India becomes a $2 trillion dollars economy

Indian growth accelerated at 7.9% in Q4 but challenges persist

Business & Politics

June 1, 2016

/ By / New Delhi



The acceleration of growth in the 4th quarter – January-March, at 7.9% has powered the Indian economy that has crossed the symbolic mark of a 2 trillion dollars economy, at INR exchange rate of around 67 dollars. On the whole, in 2015-2016, India grew at 7.6%, boosted by this last leg acceleration. But challenges persist, notably in a still weak rural economy and in a fragile international context that could weight on the external demand.

So far, the forecast are good in terms of monsoon and the salary hikes in the government sector, under the Seventh Pay Commission’s recommendations, should boost the domestic demand. Private consumption grew at 7.4% in 2015-2016. But private investment remains weak and the economy still faces challenges.

Experts from international organisations such as the International Monetary Fund (IMF), the World Bank, or from a prominent credit rating agency like Moody’s, anticipate a gradual acceleration of the Indian economy in the coming years. But they always do it using two types of notable precautions.

The dependence on the external environment

As a first precaution, they factor a good international environment on which India still heavily depends on. For instance, India has been taking advantage recently of some low commodity prices, such as oil and gas. It has a positive effect on its current account balance and gives the government some room for manoeuvre, in terms of public spending. It allows India for example, to decrease the level of fuel subsidies more easily, to reduce its deficit or allocate the money in some other area.

But this positive environment will not last forever as commodity prices are cyclical by nature. Because of low price levels, oil and gas production capacities and investments have already started reducing in countries such as the United States, preparing the ground for an inevitable rebound of the oil market. The only questions are: when will the rebound happen and how big will it be.

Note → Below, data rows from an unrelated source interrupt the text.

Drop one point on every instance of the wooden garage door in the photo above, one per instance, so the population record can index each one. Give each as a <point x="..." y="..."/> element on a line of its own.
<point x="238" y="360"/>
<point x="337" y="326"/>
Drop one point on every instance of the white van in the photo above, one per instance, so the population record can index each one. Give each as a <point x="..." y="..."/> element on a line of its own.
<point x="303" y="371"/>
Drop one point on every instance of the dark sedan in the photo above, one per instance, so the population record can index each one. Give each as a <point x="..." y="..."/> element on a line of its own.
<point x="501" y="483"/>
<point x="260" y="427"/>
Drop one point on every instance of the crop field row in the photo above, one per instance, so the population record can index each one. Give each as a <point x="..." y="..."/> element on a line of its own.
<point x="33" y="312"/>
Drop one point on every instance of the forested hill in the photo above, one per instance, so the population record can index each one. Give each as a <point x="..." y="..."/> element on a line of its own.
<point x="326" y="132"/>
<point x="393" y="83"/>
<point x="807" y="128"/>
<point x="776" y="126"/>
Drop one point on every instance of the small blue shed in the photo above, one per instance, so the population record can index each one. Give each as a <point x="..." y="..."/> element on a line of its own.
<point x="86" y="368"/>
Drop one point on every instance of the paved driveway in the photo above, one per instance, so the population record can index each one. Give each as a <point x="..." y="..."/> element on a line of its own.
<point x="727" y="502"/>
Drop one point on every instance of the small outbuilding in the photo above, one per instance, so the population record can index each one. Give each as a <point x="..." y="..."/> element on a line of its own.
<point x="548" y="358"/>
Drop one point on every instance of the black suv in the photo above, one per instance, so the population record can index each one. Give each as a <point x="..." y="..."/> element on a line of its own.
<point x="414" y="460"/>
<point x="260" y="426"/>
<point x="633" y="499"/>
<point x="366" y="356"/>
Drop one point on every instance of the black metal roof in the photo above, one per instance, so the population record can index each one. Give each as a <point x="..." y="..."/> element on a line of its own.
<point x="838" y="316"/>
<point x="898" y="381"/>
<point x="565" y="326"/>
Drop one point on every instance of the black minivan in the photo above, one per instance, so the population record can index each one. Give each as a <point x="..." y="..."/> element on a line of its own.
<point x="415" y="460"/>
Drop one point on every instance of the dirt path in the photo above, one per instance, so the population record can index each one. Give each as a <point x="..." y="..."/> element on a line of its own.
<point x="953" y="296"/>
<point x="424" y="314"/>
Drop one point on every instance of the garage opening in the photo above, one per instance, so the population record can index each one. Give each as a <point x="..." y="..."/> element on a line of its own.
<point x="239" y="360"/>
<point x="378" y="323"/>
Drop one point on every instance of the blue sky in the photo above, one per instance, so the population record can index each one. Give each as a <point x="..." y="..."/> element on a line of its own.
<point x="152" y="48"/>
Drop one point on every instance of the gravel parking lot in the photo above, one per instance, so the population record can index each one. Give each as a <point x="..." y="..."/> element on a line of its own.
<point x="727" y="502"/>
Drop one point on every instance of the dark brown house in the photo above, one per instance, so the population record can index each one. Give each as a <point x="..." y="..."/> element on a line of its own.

Also, regarding the international context, so far India has limited its exposure to external problems like the Chinese economic slowdown. But in a world economy highly interdependent and instable (political crisis in Syria, Ukraine and so on), where engines of growth are very weak (Europe, Japan) or fragile (US, China), a scenario similar to the one that occurred after the 2008 world financial crisis could well happen again – a slowdown in India because of a financial crisis and a lack of demand outside ; and because of persistent inner weaknesses, which prevent the country to fully rely on an internal engine of growth, at least as a temporary relay.

Bank clean up and elevated corporate debt

India, thanks to the Reserve Bank of India’s sound policy has a much more stable currency, less inflation and a far better reputation amongst international financial investors than in the past. Hence it has a reduced exposure to a currency crisis that was one its most dreaded risks in the recent past, up until the last one in 2013. There is still the second notable precaution taken by economic observers though – they warn against the negative factors that are still in place in the Indian economy on both the investment level and the demand level. On the investment side, Moody’s underlines for instance, the persistent need for banks’ balance sheet repair and points at an ‘elevated corporate debt.’ RBI is on the same line, trying continuously to clean up the banking system and to open it to new sectors, to increase its level of competition and to make the financial system less accident prone.

Rural issues: droughts and price volatility

On the demand side, even if interest rates are on a downward path, there is a persistent pressure on consumers, particularly from rural areas, because of food price inflation and droughts. The Indian economy has improved for sure and is looked at positively from abroad but ultimately it needs to expand its internal engine of growth. In a country with a population still mostly living in rural areas, that must be done by continuously addressing key questions such as a better access to credit facilities for farmers and more stability in agricultural prices. With a stronger domestic market, India will then become less vulnerable to an erratic international economic environment.